Congress tasked the Federal Reserve with two primary functions: conducting monetary policy and supervising financial institutions. The Federal Reserve’s Congressional mandate regarding monetary policy is to “promote the goals of maximum employment, stable prices, and moderate long-term interest rates. In addition, the Fed has established a 2% inflation rate target. The Fed strives to promote financial system safety and stability in the separate area of supervising and regulating financial institutions.
As stated above, the Fed is a year into a monetary campaign of raising rates to corral inflation. Core inflation was 5.52% in 2021, 5.70% in 2022, and is currently 5.53%. Inflation has not been transitory but instead becomes more entrenched with each passing month. The Fed should continue to raise the overnight interest rate until they have reached a level comfortably over the core inflation.
Now for the new challenge. Woven throughout monetary policy decisions are the supervisory operations of the Federal Reserve and their role in fostering the current instability. Banks exist to take deposits (liabilities) and convert them into loans or investments (assets). Managing the length of maturities in the asset-liability gap, the banker’s term for assessing interest rate risk is job one. The banking crisis during the quarter stemmed from decisions based on the mistaken belief that inflation would remain benign and interest rates would not rise appreciably.
When the Fed started raising rates aggressively, banks slowly, then suddenly, faced the prospect of holding bonds worth much less than at purchase. As the last twelve months unfolded, many wide asset-liability gaps deemed manageable with zero percent interest rates became a problem. At the same time, banks faced the prospect of paying higher rates to keep depositors from fleeing for higher yields elsewhere. For the failed banks, the gap was too broad.

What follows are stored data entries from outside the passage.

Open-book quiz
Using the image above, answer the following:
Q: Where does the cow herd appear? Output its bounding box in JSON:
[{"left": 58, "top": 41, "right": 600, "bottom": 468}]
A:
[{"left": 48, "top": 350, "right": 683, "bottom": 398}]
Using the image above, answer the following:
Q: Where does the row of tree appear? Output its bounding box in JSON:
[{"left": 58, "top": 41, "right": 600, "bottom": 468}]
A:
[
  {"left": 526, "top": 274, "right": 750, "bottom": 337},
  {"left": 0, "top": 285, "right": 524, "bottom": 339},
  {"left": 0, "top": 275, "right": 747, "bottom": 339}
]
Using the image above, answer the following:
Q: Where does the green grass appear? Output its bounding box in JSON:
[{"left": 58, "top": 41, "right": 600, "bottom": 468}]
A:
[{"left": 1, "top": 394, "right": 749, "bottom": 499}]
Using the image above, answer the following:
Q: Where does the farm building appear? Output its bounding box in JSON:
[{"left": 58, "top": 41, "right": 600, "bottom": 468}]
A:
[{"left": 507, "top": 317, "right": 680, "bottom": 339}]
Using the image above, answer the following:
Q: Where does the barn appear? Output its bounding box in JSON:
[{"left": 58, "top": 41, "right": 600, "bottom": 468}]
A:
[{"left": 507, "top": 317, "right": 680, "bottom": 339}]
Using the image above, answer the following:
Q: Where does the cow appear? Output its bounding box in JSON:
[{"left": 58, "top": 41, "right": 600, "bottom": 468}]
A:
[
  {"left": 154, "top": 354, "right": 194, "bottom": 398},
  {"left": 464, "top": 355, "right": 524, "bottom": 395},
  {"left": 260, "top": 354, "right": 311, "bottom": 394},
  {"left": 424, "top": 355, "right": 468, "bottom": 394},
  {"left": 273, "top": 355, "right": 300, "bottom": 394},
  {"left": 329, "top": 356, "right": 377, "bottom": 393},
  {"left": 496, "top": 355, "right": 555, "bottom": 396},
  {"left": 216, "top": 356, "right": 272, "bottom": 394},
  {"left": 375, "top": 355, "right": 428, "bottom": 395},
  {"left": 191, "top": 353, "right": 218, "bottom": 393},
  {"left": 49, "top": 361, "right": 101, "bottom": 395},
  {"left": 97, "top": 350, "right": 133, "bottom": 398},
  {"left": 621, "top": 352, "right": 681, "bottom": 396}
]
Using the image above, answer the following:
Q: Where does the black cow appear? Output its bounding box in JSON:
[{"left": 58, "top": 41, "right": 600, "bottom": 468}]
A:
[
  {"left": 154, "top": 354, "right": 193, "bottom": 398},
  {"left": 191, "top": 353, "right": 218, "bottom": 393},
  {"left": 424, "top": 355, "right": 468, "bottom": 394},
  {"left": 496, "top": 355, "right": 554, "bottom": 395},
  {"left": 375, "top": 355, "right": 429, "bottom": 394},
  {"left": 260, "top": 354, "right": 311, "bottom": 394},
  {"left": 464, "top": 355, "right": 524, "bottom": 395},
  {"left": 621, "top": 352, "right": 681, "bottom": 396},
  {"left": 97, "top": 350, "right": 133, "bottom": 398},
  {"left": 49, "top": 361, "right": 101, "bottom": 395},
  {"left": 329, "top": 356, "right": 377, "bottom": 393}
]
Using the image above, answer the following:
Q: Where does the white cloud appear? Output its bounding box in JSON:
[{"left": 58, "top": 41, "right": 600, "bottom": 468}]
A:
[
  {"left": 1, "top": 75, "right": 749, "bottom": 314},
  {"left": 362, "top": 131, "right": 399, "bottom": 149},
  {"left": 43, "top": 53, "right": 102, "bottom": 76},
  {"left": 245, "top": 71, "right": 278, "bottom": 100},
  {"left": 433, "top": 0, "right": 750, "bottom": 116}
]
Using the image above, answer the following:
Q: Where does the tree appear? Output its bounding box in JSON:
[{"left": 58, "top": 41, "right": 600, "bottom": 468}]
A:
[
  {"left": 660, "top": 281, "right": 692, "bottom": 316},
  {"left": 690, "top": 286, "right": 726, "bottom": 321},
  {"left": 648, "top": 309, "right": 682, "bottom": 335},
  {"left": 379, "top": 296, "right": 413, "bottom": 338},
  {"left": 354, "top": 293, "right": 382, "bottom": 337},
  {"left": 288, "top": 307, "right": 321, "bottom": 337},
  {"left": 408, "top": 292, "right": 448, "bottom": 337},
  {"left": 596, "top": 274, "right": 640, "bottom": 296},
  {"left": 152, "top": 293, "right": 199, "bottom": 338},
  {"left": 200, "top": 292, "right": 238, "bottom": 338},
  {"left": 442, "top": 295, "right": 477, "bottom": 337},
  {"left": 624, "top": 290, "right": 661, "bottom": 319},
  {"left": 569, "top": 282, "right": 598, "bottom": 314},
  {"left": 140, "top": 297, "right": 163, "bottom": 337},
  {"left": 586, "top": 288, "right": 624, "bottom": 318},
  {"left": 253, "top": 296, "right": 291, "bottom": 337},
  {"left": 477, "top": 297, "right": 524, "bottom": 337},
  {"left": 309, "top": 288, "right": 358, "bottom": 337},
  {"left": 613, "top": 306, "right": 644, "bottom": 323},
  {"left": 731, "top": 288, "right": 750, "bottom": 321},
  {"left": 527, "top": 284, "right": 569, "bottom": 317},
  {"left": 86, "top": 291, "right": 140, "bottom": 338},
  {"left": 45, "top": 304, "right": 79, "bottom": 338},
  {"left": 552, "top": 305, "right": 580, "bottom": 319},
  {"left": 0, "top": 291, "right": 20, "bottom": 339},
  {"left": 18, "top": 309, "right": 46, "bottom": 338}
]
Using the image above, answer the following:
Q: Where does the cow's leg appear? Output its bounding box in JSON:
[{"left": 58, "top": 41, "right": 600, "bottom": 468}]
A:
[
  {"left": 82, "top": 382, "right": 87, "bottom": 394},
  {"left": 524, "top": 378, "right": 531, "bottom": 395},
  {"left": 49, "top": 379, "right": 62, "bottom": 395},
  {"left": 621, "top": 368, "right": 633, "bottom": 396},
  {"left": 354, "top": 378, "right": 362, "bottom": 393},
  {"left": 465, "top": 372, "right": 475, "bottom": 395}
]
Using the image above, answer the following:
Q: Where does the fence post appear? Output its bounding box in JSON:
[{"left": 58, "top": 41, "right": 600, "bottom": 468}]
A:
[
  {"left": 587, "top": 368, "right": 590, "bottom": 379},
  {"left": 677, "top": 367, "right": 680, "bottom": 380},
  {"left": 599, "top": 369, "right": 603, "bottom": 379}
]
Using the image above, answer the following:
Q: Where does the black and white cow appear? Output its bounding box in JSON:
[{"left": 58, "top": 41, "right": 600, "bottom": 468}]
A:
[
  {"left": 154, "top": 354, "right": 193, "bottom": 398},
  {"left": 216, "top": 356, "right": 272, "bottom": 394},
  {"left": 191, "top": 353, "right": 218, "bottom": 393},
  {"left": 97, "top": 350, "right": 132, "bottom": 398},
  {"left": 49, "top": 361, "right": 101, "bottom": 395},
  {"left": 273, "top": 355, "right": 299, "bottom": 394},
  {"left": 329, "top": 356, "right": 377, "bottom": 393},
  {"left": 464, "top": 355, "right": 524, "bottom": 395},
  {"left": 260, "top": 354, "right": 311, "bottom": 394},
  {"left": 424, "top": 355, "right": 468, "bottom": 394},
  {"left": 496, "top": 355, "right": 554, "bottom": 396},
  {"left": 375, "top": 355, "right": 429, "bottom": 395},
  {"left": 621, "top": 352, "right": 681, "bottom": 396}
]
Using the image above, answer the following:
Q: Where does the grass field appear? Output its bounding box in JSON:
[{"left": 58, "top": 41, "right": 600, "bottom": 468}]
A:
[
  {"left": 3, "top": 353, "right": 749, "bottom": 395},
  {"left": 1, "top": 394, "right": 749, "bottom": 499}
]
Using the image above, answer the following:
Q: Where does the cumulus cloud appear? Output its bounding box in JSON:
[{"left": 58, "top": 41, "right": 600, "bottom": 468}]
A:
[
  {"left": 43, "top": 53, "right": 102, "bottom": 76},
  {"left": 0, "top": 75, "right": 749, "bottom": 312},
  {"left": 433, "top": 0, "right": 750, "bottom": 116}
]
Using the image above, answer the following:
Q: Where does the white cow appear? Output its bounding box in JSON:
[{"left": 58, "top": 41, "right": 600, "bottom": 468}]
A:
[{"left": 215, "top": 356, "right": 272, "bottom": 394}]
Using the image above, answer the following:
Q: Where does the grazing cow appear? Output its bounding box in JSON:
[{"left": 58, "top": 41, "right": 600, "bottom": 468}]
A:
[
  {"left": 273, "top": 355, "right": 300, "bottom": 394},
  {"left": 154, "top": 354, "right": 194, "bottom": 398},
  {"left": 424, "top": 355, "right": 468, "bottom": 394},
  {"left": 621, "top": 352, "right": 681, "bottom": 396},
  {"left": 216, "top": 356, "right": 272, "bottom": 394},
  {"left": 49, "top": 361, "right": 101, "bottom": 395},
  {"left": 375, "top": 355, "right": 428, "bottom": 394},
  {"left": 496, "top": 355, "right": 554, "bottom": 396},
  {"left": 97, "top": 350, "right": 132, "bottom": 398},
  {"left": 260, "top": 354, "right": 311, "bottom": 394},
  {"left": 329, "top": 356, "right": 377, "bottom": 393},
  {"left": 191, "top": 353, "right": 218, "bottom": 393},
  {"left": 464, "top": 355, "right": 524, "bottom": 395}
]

Moving forward, the Federal Reserve would be wise to heed the lesson from our last great inflation period; raise interest rates to well above the inflation rate and leave them there until a point in time when you are very confident that inflation is moving back to an acceptable target range. Other shocks like our current one will come, and politicians will scream and throw fits at the effects of higher rates, but high inflation is just too insidious to tolerate.